Auch in der Rhythmischen Sportgymnastik setzte das Saarland starke Akzente. Anastasia Stroh vom TV St. Wendel zeigte im Mehrkampf eine überzeugende Vorstellung und erreichte mit 21,750 Punkten den 14. Platz. Im anschließenden Keulenfinale steigerte sie sich nochmals und wurde mit 22,9 Punkten hervorragende Siebte. 

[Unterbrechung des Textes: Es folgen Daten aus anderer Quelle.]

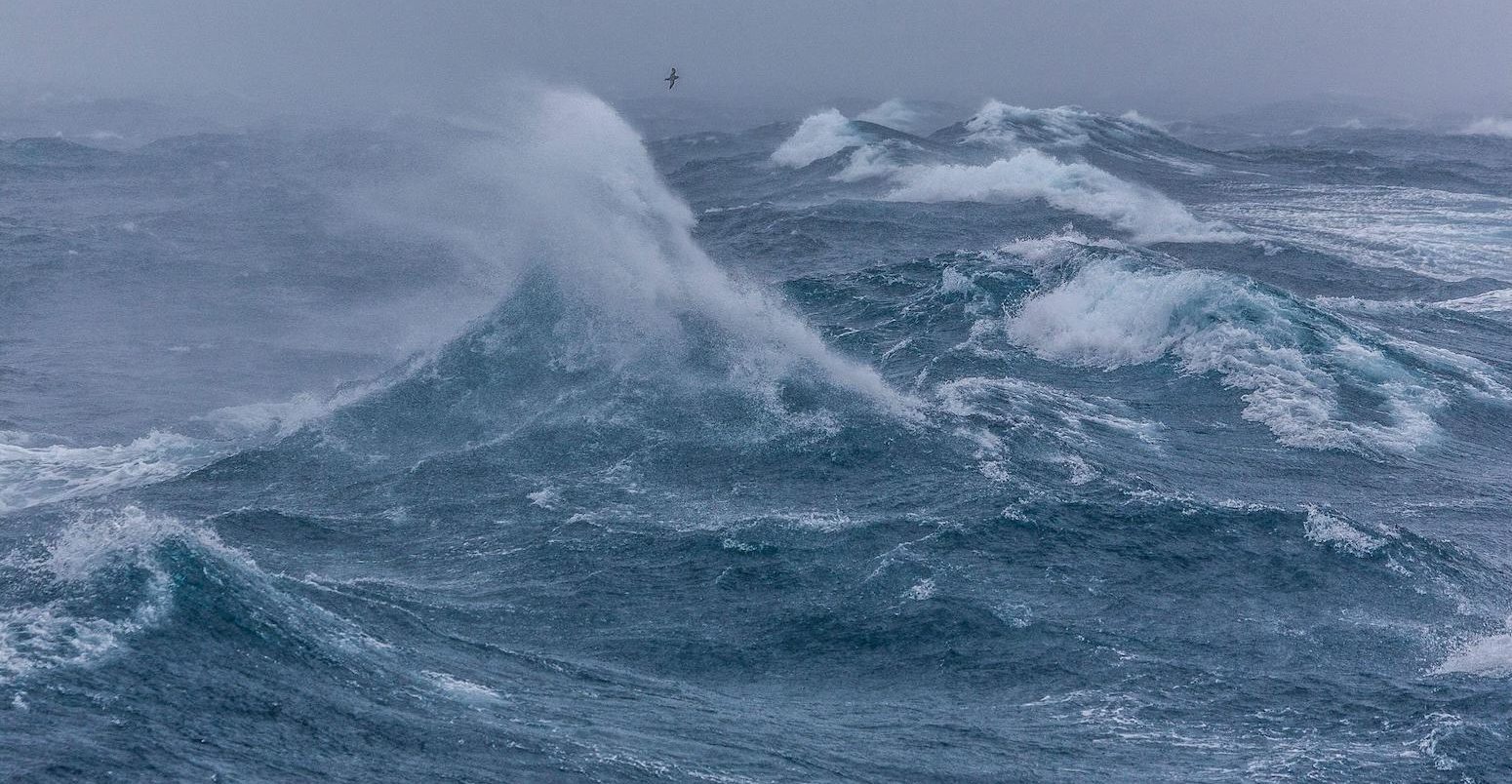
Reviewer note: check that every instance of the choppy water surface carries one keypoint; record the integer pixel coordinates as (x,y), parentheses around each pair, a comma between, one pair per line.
(1039,448)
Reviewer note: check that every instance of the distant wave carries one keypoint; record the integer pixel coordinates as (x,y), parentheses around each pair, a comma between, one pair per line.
(1027,174)
(1492,126)
(1290,365)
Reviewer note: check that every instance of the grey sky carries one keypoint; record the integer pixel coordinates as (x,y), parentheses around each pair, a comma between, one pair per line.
(1160,57)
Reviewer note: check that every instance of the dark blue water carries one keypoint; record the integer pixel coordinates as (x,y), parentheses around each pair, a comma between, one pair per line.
(1038,448)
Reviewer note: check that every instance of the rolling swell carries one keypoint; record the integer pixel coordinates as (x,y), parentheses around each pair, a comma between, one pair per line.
(1060,509)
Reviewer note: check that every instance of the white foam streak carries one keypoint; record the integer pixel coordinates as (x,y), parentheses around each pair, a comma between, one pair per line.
(35,475)
(1082,187)
(816,137)
(1487,656)
(1110,316)
(1492,126)
(564,186)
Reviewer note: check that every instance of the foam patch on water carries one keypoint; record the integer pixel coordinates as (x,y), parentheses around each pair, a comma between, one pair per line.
(816,137)
(1028,174)
(1485,656)
(1083,187)
(992,124)
(1292,365)
(1490,126)
(1437,233)
(461,689)
(1495,301)
(560,186)
(57,633)
(1324,528)
(35,475)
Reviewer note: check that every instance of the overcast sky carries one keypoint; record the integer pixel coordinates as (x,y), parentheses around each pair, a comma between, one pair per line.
(1162,57)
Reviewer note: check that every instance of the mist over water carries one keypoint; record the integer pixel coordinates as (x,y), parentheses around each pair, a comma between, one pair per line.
(473,426)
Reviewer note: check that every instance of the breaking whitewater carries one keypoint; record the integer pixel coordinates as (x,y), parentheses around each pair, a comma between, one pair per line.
(1042,446)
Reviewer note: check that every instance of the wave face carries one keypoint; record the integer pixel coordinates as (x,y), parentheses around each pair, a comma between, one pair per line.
(1024,449)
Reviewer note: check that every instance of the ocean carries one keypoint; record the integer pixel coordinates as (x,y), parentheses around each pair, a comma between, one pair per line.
(1039,446)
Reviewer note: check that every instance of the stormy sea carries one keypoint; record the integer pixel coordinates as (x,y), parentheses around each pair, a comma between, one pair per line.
(1015,445)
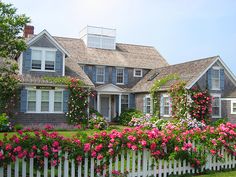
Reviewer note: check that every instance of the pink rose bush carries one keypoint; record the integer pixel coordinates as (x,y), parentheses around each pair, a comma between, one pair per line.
(171,142)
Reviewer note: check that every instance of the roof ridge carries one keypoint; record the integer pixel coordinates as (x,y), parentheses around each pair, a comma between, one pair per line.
(191,61)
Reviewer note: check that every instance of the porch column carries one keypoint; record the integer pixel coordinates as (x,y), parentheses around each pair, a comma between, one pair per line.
(98,102)
(119,104)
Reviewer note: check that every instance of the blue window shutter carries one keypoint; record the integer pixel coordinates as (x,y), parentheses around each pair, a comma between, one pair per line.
(209,79)
(58,63)
(131,100)
(106,74)
(26,61)
(117,103)
(144,105)
(126,76)
(94,74)
(113,75)
(23,100)
(162,105)
(222,79)
(86,69)
(65,100)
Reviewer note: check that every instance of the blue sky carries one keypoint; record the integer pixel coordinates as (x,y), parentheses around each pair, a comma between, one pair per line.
(181,30)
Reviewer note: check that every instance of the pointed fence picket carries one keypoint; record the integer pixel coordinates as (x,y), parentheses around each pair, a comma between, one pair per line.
(137,163)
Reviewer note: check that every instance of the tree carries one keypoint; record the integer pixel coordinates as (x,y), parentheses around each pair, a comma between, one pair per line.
(11,26)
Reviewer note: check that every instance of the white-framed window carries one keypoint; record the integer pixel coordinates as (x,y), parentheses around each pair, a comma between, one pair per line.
(215,78)
(124,102)
(138,73)
(216,105)
(44,101)
(43,59)
(165,105)
(120,75)
(100,74)
(233,107)
(58,101)
(147,105)
(31,101)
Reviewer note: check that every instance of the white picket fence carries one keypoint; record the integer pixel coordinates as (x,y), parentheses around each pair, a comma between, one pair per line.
(137,163)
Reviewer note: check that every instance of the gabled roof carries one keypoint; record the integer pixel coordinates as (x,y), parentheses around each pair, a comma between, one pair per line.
(51,38)
(125,55)
(188,71)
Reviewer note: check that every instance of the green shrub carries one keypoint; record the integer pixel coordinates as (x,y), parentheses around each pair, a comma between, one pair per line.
(127,115)
(18,127)
(5,124)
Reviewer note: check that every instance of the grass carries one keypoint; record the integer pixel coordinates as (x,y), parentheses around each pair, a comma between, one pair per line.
(72,133)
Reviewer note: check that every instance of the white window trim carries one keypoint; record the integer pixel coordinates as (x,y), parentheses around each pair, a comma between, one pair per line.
(123,76)
(217,95)
(215,68)
(38,101)
(44,50)
(165,95)
(100,67)
(232,103)
(138,75)
(151,106)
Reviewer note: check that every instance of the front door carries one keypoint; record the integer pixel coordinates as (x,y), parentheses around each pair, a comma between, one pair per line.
(105,106)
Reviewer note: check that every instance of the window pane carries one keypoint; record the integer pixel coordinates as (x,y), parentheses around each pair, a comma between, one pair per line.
(49,65)
(31,106)
(31,95)
(57,106)
(44,106)
(120,75)
(50,55)
(58,96)
(36,55)
(36,64)
(45,96)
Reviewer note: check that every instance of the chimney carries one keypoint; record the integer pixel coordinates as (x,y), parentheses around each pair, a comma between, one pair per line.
(28,31)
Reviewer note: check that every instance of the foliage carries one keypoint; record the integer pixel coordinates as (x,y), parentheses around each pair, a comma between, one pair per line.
(170,143)
(156,87)
(179,100)
(8,86)
(11,25)
(200,107)
(5,124)
(97,122)
(78,101)
(127,115)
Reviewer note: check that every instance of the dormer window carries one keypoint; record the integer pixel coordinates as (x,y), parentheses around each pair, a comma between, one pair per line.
(138,73)
(43,59)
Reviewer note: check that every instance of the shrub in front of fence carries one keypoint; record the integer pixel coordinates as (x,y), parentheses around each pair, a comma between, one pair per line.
(170,143)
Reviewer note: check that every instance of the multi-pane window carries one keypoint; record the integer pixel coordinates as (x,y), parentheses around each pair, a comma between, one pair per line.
(43,59)
(100,74)
(216,79)
(45,101)
(58,101)
(36,59)
(32,100)
(120,75)
(166,105)
(50,60)
(138,72)
(124,102)
(216,106)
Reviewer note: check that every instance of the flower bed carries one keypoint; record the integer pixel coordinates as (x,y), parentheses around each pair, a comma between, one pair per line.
(177,140)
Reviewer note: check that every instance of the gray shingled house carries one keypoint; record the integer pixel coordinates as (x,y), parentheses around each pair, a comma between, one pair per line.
(119,73)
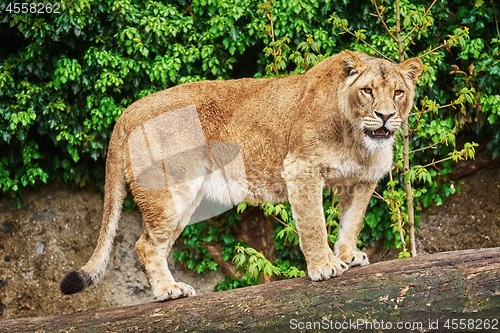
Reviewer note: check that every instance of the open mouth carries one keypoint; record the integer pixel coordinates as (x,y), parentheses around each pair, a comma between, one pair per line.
(381,133)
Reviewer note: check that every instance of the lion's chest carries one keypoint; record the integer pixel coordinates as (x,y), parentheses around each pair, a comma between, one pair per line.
(351,170)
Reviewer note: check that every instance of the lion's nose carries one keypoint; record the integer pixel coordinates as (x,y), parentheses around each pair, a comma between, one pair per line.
(385,117)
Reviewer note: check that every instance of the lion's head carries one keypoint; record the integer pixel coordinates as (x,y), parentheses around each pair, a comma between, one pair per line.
(378,95)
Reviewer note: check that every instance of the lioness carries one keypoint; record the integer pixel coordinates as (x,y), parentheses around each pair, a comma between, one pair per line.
(256,140)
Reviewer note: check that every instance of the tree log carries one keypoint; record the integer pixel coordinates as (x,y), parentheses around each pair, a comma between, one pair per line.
(425,293)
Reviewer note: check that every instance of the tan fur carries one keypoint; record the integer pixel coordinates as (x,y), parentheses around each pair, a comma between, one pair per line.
(297,135)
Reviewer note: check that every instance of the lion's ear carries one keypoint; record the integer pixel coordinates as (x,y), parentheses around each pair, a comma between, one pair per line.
(352,64)
(411,68)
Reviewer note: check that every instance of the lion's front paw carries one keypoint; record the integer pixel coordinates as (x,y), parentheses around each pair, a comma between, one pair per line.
(327,270)
(355,258)
(173,291)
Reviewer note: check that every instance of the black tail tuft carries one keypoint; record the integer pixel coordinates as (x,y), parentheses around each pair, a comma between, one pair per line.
(75,282)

Für den sportlichen und zugleich historischen Höhepunkt aus saarländischer Sicht sorgte jedoch das Duo des TV St. Wendel um Anastasia Stroh und Kristina Starykh. Bereits im Duo-Mehrkampf schrieben die beiden Geschichte: Mit einer überzeugenden Leistung sicherten sie sich den ersten Deutschen Meistertitel im Duo-Mehrkampf der Rhythmischen Sportgymnastik. Nach ihrem Goldgewinn im Mehrkampf präsentierten sich Stroh und Starykh auch in den Gerätefinals in herausragender Form. Sowohl im Reifenfinale als auch im Ballfinale ließen sie der Konkurrenz keine Chance. Mit 21,00 Punkten in der Disziplin Reifen und 21,20 Punkten in der Disziplin Ball sicherten sich Stroh und Starykh jeweils souverän den Deutschen Meistertitel und krönten damit ein außergewöhnlich erfolgreiches Wettkampfwochenende.

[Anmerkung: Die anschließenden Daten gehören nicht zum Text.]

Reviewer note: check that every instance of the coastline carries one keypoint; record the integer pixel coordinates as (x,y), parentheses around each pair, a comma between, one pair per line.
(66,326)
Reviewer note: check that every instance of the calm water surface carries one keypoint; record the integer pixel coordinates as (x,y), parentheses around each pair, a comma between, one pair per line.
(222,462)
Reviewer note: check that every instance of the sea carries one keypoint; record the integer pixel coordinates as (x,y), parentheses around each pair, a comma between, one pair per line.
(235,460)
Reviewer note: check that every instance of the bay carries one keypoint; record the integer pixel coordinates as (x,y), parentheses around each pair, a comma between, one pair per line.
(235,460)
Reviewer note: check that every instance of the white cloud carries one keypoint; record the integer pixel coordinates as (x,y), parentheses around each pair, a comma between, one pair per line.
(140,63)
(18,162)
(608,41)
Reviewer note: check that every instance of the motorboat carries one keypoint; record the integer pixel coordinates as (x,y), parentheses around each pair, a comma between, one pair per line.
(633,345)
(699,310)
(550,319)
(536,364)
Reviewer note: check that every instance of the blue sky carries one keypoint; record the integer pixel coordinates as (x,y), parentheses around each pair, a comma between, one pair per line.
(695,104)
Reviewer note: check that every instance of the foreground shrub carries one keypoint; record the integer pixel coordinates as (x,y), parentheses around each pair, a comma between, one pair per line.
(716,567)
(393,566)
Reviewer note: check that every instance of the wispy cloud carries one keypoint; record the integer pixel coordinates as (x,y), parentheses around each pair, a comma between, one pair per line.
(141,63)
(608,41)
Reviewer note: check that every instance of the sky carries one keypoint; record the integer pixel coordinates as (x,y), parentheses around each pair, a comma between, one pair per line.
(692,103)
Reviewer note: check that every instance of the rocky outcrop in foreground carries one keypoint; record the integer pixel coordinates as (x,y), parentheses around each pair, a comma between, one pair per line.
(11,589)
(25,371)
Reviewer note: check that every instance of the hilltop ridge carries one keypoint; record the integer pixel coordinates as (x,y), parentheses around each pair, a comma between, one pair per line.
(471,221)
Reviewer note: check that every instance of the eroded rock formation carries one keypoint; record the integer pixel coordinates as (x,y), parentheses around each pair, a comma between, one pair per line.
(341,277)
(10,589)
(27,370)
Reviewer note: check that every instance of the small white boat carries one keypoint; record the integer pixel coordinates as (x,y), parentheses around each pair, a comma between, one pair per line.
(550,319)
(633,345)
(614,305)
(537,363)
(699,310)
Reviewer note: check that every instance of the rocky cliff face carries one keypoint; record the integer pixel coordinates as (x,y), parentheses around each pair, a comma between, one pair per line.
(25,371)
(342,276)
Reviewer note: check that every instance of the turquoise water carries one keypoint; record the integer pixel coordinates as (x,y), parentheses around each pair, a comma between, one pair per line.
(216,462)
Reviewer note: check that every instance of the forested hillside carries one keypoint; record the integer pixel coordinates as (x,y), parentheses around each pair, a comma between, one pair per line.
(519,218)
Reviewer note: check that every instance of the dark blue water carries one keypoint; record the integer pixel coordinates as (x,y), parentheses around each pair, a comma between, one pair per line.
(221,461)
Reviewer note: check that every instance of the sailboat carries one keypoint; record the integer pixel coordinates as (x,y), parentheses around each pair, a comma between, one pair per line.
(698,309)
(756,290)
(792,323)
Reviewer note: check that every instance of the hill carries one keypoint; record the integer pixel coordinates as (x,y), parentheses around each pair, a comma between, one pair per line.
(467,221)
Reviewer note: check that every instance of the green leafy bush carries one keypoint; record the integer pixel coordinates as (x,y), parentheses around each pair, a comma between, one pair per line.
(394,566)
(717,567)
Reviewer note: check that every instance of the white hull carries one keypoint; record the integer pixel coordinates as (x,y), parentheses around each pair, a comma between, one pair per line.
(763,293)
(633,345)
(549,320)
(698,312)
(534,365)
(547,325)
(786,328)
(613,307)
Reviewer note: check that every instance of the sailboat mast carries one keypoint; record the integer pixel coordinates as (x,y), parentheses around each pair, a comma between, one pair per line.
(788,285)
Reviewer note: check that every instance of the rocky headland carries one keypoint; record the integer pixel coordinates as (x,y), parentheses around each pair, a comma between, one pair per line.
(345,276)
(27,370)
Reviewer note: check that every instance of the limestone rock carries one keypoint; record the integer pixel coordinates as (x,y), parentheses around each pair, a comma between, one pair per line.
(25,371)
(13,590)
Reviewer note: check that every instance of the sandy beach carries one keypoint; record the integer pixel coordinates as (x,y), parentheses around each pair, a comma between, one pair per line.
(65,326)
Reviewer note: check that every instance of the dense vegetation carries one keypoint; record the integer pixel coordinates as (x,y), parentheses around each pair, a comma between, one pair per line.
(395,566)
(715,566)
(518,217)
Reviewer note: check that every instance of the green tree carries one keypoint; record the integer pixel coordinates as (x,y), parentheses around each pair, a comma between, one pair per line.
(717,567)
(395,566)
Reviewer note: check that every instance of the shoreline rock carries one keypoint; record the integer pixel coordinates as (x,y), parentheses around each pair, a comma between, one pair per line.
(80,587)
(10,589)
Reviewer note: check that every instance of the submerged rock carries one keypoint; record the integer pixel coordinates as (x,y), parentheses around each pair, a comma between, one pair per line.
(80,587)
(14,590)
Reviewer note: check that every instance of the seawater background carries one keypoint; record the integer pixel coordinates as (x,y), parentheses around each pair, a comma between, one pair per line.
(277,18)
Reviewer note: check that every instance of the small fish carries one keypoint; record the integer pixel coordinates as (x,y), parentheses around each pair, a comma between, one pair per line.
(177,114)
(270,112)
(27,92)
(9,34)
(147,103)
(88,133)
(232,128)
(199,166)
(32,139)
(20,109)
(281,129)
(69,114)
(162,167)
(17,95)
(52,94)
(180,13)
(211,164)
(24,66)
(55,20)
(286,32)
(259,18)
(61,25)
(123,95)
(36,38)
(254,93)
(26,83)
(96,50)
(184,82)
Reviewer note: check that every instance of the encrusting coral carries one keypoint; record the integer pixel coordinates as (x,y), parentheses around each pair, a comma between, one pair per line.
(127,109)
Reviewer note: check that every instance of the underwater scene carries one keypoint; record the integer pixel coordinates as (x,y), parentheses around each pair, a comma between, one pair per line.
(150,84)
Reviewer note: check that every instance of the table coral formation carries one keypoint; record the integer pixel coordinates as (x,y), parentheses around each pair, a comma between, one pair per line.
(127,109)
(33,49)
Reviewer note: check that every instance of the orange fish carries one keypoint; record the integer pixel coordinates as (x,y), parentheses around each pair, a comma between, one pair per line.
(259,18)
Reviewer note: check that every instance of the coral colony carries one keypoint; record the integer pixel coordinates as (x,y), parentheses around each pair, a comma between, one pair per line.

Mit insgesamt drei Goldmedaillen in der Rhythmischen Sportgymnastik und einer Silbermedaille im Gerätturnen kehren die saarländischen Turnerinnen und Turner von den Deutschen Meisterschaften in Hannover zurück. Die Ergebnisse bestätigen eindrucksvoll die kontinuierlich erfolgreiche Nach-wuchs- und Leistungsarbeit der saarländischen Vereine und unterstreichen deren Wettbewerbsfähigkeit auf höchstem nationalen Niveau.

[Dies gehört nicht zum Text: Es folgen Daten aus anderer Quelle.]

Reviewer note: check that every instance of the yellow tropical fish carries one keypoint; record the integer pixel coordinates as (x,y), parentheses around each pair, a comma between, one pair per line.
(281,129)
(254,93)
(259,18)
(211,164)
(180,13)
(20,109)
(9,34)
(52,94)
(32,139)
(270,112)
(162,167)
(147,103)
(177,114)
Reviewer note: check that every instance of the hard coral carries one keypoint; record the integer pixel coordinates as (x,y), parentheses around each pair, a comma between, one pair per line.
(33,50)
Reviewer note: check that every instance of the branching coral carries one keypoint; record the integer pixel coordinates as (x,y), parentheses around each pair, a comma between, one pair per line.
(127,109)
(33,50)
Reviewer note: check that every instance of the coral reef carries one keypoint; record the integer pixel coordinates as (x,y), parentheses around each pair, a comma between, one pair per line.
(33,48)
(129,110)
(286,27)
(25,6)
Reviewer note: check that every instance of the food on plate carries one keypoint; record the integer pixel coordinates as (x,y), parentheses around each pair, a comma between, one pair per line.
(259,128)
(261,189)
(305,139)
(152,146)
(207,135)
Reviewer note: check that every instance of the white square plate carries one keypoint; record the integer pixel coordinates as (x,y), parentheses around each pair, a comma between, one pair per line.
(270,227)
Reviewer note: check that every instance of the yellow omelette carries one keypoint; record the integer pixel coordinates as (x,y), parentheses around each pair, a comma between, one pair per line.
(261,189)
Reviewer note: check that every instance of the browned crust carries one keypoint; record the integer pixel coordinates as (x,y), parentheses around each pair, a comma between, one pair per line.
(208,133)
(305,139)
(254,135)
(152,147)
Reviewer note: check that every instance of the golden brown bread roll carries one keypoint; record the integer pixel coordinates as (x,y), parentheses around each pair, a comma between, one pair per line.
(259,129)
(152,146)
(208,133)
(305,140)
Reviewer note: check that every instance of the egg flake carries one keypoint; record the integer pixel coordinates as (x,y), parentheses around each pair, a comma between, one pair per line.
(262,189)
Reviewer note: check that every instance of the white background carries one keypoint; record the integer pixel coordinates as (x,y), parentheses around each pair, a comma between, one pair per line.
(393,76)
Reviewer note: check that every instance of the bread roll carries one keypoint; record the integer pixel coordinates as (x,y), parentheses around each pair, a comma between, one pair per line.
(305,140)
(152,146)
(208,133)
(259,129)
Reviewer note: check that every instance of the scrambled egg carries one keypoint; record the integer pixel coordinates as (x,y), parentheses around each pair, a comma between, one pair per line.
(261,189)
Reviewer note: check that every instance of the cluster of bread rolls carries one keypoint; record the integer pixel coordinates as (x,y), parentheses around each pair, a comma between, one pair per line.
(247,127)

Andreas Julien, Präsident des Saarländischen Turnerbundes (STB) zeigt sich stolz über die Leistungen der saarländischen Turnerinnen und Turner: „Die Leistungen unserer Athletinnen und Athleten bei den Finals machen uns stolz. Sie zeigen eindrucksvoll, wie viel Leidenschaft, Disziplin und Teamgeist im saarländischen Turnsport stecken. Diese Erfolge sind ein starkes Signal für die Zukunft und zugleich Ansporn, den eingeschlagenen Weg gemeinsam weiterzugehen.“ 

Auch Folke Schmitt, Vizepräsidentin Olympische Sportarten des STB, hebt die nachhaltige Entwicklung hervor: „Unsere Sportlerinnen und Sportler haben mit ihren Auftritten eindrucksvoll bewiesen, dass sich konsequente Nachwuchsarbeit und engagierte Vereinsarbeit auszahlen. Die Finals waren eine großartige Bühne, auf der das Saarland mit starken Leistungen und viel Herzblut überzeugt hat. Darauf wollen wir aufbauen.“ 

Für Christian Weimer, Leistungssportreferent des STB, sind die Ergebnisse zugleich Motivation für die kommenden Aufgaben: „Die Finals haben gezeigt, dass wir auf einem guten Weg sind. Besonders freut mich, mit welcher Entschlossenheit und Leidenschaft unsere Athletinnen und Athleten aufgetre-ten sind. Jetzt gilt es, dieses Potenzial weiterzuentwickeln, mutig den nächsten Schritt zu gehen und gemeinsam die Grundlage für die Erfolge von morgen zu schaffen.“ 

Die Leistungen in Hannover zeigen eindrucksvoll, dass sich Engagement, Kontinuität und Teamarbeit auszahlen – beste Voraussetzungen für weitere Erfolge im saarländischen Turnsport.